Both updates and prefix queries repeatedly add or remove the least significant set bit from the index. Since each operation reduces the remaining binary structure, the number of iterations is logarithmic.

Test Cases

from typing import List

class NumArray:

    def __init__(self, nums: List[int]):
        self.n = len(nums)
        self.nums = nums[:]
        self.tree = [0] * (self.n + 1)

        for i, value in enumerate(nums):
            self._add(i + 1, value)

    def _add(self, index: int, delta: int) -> None:
        while index <= self.n:
            self.tree[index] += delta
            index += index & -index

    def _prefix_sum(self, index: int) -> int:
        total = 0

        while index > 0:
            total += self.tree[index]
            index -= index & -index

        return total

    def update(self, index: int, val: int) -> None:
        delta = val - self.nums[index]
        self.nums[index] = val
        self._add(index + 1, delta)

    def sumRange(self, left: int, right: int) -> int:
        return self._prefix_sum(right + 1) - self._prefix_sum(left)

# Example case
obj = NumArray([1, 3, 5])
assert obj.sumRange(0, 2) == 9  # initial full range
obj.update(1, 2)
assert obj.sumRange(0, 2) == 8  # after update

# Single element array
obj = NumArray([7])
assert obj.sumRange(0, 0) == 7  # single value query
obj.update(0, 10)
assert obj.sumRange(0, 0) == 10  # updated single value

# Negative numbers
obj = NumArray([-1, -2, -3, -4])
assert obj.sumRange(1, 3) == -9  # negative range sum

# Multiple updates
obj = NumArray([1, 2, 3, 4, 5])
obj.update(0, 10)
obj.update(4, 20)
assert obj.sumRange(0, 4) == 39  # multiple updates applied

# Query middle subarray
obj = NumArray([5, 8, 6, 3, 2, 7])
assert obj.sumRange(2, 4) == 11  # middle section

# Update with same value
obj = NumArray([1, 2, 3])
obj.update(1, 2)
assert obj.sumRange(0, 2) == 6  # unchanged total

# Full range query
obj = NumArray([4, 5, 6, 7])
assert obj.sumRange(0, 3) == 22  # complete array sum

# Repeated updates on same index
obj = NumArray([0, 0, 0])
obj.update(1, 5)
obj.update(1, -3)
obj.update(1, 8)
assert obj.sumRange(0, 2) == 8  # latest value retained

Test Case Summary

Test Why
[1,3,5] example Validates standard operations
Single element array Tests smallest valid input
Negative values Ensures sums handle negatives correctly
Multiple updates Confirms cumulative updates work
Middle subarray query Verifies partial range correctness
Update with same value Ensures zero delta updates behave correctly
Full range query Tests prefix subtraction logic
Repeated updates on same index Validates consistency over many mutations

Edge Cases

Single Element Arrays

When the array contains only one element, every query becomes a single-value range query. Some implementations incorrectly assume ranges contain multiple elements or mishandle prefix subtraction at index zero.

This implementation handles the case naturally because:

_prefix_sum(right + 1) - _prefix_sum(left)

still works correctly when both indices refer to the same element.

Updating an Index to the Same Value

If the new value equals the old value, the computed delta becomes zero.

A buggy implementation might unnecessarily rebuild structures or accidentally double-count values. Here, propagating a delta of zero changes nothing, so correctness is preserved automatically.

Negative Numbers

Negative values are important because sums are not monotonic.
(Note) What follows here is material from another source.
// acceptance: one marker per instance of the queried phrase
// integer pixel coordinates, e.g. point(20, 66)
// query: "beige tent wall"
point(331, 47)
Some incorrect implementations assume cumulative sums always increase. The Fenwick Tree does not rely on positivity. It only stores arithmetic sums, so negative contributions work exactly the same as positive ones.

Full Array Queries

Queries such as:

sumRange(0, n - 1)

are common boundary cases.

Incorrect prefix logic often causes off-by-one errors at the left boundary. This implementation avoids that issue by consistently using:

prefix(right + 1) - prefix(left)

with a 1-indexed Fenwick Tree representation.